Lahr Kirche: Kommt eine Riesen-Pfarrei?

Der Begriff der "Pfarrei" – hier die Lahrer Stadtkirche Peter und Paul – könnte "kirchenrechtlich neu definiert" werden. Foto: Schabel

Lahr - Die katholische Kirche leidet seit Jahren an Mitglieder- und Priesterschwund. Dem möchte sie nun Rechnung tragen und will in den nächsten Jahren die Strukturen ändern. In Lahr könnte das in einer neuen großen Pfarrei auf dem Dekanatsgebiet enden.

Der Begriff der "Pfarrei" werde zu diesem Zwecke "kirchenrechtlich neu definiert", erklärt Wolfgang Finke von der Erzdiözese Freiburg auf Nachfrage. Diese neuen Pfarreien sollen im Zuge des Projekts "Pastoral 2030" neu gegründet, die Pfarrer dadurch in der Verwaltung entlastet werden. Im Gebiet der Erzdiözese mit ihren 26 Dekanaten und 224 Seelsorgeeinheiten sollen etwa 40 dieser neuen Pfarreien entstehen. Diese seien laut Finke das "Kernstück" der Raumplanung, die bis Ende 2020 beraten wird.

"Ohne Frage ist das ein Prozess, der mit Gewohntem bricht", weiß Finke, der für die Projektkommunikation zuständig ist. Ziel des Ganzen sei es, Strukturen zu schaffen, die langfristig funktionieren. Jede dieser Pfarreien soll als Leitung einen Pfarrer haben, "darunter die Einheiten bleiben bestehen", sagt Finke. Auch einen Geschäftsführer soll es in der Pfarrei geben, deren Hauptaufgabe die Verwaltung sein wird, erklärt Ann-Kathrin Wetzel, Dekanatsreferentin im Dekanat Lahr.
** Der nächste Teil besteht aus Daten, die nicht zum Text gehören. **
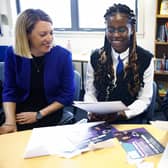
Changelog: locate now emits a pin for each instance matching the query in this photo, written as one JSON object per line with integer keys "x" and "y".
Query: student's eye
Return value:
{"x": 111, "y": 29}
{"x": 122, "y": 29}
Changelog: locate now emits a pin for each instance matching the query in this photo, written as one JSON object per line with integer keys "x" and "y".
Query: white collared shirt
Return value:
{"x": 145, "y": 93}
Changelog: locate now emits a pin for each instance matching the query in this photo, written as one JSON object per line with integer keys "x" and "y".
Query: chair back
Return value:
{"x": 77, "y": 78}
{"x": 2, "y": 71}
{"x": 151, "y": 109}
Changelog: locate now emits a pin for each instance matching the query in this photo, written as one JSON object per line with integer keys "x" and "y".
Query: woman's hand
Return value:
{"x": 102, "y": 117}
{"x": 7, "y": 128}
{"x": 26, "y": 117}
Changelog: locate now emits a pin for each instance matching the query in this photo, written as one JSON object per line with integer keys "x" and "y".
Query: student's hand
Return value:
{"x": 7, "y": 128}
{"x": 103, "y": 117}
{"x": 26, "y": 117}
Innengestaltung obliegt den neuen Pfarreien

Wie genau das Dekanat später – die Diözese plant die Neugründung der Pfarreien im Jahr 2025 – aussehen wird, ist derzeit noch nicht ganz klar. Im Gespräch mit unserer Zeitung geht Wetzel davon aus, dass das Dekanat Lahr mit seinen fünf Seelsorgeeinheiten in einer neuen Pfarrei zusammengefasst werde. "Die Zukunft der Dekanate ist offen", sagt auch Finke von der Erzdiözese. In ihrer jetzigen Form werde es die Dekanate aber wohl nicht mehr geben.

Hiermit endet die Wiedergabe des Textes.